3) None of these two options, it's done in a different way.... (how?)

Another question related to this is whether I could also download an ensemble mean value calculated over all hindcast members starting on the same day (e.g., mean value from all ensemble members of hindcast starting on 1.1.1993 etc.). Could I?

Thank you for any suggestions and advice.

Petr

Hi Petr,

in seasonal forecast, the biases are usually leadtime dependent, i.e. the models don't have the same biases at the very beginning of the forecast than at the end.The hindcasts are produced in the same way as the real-time forecasts but for past dates, so you can use them to bias-correct the forecasts and to assess the skill of the forecasting system. Given the dependency on the leadtime, you are expected to remove those biases by comparing like with like.

When you calculate anomalies by substracting from a given real-time forecast the model climate (calculated as the average over the hindcast period), you are, by construction, removing the mean bias. As mentioned above, those biases are expected to be leadtime dependent, so you would like to substract from a forecast with a leadtime N (in months), the hindcast for the same leadtime.

How does this work in your example?

  • for a given start date, i.e. 1st February, you will have:
    • fcst(ensemble_member, leadtime_month, gridpoint)
    • hcst(year, ensemble_member, leadtime_month, gridpoint)
  • and you will calculate (for the ensemble mean anomaly, but it can be easily
    • anom_ensemblemean(leadtime_month, gridpoint) = fcst_ensemblemean( leadtime_month, gridpoint) - hcst_mean(leadtime_month, gridpoint)
    • anom_per_member(ensemble_member, leadtime_month, gridpoint) = fcst(ensemble_member, leadtime_month, gridpoint) - hcst_mean(leadtime_month, gridpoint)

where

fcst_ensemblemean is the average over the ensemble members

hcst_mean is the average over both the ensemble members and the years


In your example you were trying to bias-correct forecast with leadtime=4 (May from a February start date) using hindcasts with leadtime=1 (May from a May start date)


Regarding your second question, in the C3S datasets offer there are no ensemble means calculated per each hindcast start date (YYYYMM), you just have available the hindcast mean (as introduced above, hcst_mean) calculated both over years and members.


I hope that sounds clarifying.

Best regards,


Eduardo Penabad
C3S Seasonal Forecasts


Hi Eduardo,

Thank you very much for the detailed explanation. Just to make sure (and to avoid a methodological mistake when working with the seasonal forecast data) the same approach will apply when working with seasonal forecast data of daily resolution.

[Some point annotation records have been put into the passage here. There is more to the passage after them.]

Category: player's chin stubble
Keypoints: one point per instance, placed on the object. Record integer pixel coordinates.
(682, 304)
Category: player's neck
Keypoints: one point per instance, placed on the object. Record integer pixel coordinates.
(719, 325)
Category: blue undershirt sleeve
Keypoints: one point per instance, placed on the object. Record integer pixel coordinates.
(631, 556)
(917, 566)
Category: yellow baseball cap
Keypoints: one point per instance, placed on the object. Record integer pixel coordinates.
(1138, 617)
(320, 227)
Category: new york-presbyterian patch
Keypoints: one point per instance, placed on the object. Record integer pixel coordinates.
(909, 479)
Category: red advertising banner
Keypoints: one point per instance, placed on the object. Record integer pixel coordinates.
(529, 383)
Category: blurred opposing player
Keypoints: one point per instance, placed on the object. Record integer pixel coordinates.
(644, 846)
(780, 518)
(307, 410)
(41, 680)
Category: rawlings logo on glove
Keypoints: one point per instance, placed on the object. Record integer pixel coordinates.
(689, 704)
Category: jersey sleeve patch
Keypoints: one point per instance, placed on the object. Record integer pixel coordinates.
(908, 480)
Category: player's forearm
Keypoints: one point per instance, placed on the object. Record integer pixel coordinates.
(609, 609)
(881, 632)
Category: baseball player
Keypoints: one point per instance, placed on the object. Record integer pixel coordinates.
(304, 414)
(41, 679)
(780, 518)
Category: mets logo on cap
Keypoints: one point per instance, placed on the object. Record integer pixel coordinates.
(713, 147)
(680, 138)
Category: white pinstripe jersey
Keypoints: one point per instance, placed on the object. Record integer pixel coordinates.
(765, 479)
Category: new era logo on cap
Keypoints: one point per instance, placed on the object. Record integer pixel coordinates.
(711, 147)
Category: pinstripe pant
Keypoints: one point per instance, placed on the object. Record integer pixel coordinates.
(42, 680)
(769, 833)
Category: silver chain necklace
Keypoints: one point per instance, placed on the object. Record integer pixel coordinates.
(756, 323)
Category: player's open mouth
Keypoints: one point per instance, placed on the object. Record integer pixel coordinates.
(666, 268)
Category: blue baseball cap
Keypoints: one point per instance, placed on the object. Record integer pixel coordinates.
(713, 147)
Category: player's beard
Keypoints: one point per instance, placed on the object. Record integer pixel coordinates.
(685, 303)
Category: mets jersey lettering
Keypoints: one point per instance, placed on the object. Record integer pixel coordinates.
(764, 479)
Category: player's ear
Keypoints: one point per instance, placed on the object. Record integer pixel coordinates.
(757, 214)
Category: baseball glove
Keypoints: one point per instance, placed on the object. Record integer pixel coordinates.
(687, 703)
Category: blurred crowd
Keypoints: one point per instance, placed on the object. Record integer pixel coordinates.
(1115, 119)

Of course, with a small difference, that it makes no sense to study anomaly for a particular day (e.g., 17th May) rather a group of days (week or so). 

Thanks once aagain

Petr

Yes Petr, you are right... independently to the specifics on the methodology you'd like to apply to correct biases on daily data, the assumption that biases might have a leadtime dependency still holds and the potential impact of that should be taken into account.